While doing research for Black Pulp! I came across a comic book from the 1950’s. The story was called "Judgment Day," first published in Weird Fantasy #18, April 1953. This story depicts an astronaut from the future traveling to another planet to see if the inhabitants should be admitted into the Galactic Republic. During the astronaut’s visit, he realizes that the robots on this planet are segregated by color. The astronaut decides that, due to their bigotry, they cannot be admitted into the Galactic Republic. In the last panel of the story, the astronaut removes his helmet to reveal that he is a Black male, glistening with beads of sweat running along his cheek. In the illustration, the beads of sweat converge with shimmering starlight to convey to the reader that the figure is a mortal while also from the stars. He is a man from the future.

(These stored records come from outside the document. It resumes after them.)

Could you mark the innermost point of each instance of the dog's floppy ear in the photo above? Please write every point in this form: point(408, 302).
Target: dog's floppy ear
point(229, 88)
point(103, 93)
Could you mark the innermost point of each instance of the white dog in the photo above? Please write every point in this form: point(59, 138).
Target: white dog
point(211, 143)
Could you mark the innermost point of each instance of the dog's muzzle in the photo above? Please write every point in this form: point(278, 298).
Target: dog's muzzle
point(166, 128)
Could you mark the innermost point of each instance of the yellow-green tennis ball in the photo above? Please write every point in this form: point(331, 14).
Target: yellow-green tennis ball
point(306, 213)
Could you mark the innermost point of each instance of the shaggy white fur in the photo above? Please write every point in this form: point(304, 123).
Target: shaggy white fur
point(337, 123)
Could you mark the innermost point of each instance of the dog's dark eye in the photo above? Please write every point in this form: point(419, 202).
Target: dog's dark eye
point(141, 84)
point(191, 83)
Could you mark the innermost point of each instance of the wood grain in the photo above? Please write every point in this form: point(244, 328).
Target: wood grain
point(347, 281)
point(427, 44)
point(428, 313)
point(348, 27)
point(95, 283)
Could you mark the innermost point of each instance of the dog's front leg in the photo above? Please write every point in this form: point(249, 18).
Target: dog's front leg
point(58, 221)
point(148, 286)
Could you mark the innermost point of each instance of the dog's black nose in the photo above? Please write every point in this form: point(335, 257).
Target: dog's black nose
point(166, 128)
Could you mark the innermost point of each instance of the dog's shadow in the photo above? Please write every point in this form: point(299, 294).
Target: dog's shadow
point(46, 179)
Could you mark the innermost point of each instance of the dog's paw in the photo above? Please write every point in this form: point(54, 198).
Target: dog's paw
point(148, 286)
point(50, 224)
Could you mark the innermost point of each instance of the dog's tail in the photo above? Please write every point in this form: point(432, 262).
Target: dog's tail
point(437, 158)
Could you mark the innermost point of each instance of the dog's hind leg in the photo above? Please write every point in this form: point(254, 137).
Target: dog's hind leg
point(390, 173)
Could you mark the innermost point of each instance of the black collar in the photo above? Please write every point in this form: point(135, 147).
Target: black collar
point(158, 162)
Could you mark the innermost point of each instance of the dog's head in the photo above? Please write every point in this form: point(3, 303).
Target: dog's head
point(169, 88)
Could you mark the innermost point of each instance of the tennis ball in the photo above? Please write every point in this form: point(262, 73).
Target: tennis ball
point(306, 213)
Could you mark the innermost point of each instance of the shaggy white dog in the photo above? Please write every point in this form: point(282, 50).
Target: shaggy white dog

This image, upon release, also commanded outrage. A judge sitting as a member of the newly founded Comics Code Authority took issue with the image, citing the race of the astronaut as the primary concern. While at the time the image was being used as a reprint from an earlier release, the judge believed that the image was nonetheless improper for public consumption. When the co-editor of EC Comics, Ed Gaines refused to remove the image and replace the Black astronaut, the judge called back demanding the removal of the stars on the astronaut’s skin. Ed Gaines declined with a loud expletive and hung up the phone. What the judge saw in "Judgment Day" in 1953 is what many also experienced watching the The Force Awakens trailer in 2014. What did the “Twitterverse” and the judge see that was so threatening? They saw a Black person with more power than they have, and they didn’t like it.
The protagonists in comics and fantasy have one thing in common: justified power. Justified power has a natural morality attached to it, yet the protagonist’s awareness of this power is not important because it is tied to destiny. Another facet of this justified power is that the hero has the power of self awareness, while also being a representative of an entire society.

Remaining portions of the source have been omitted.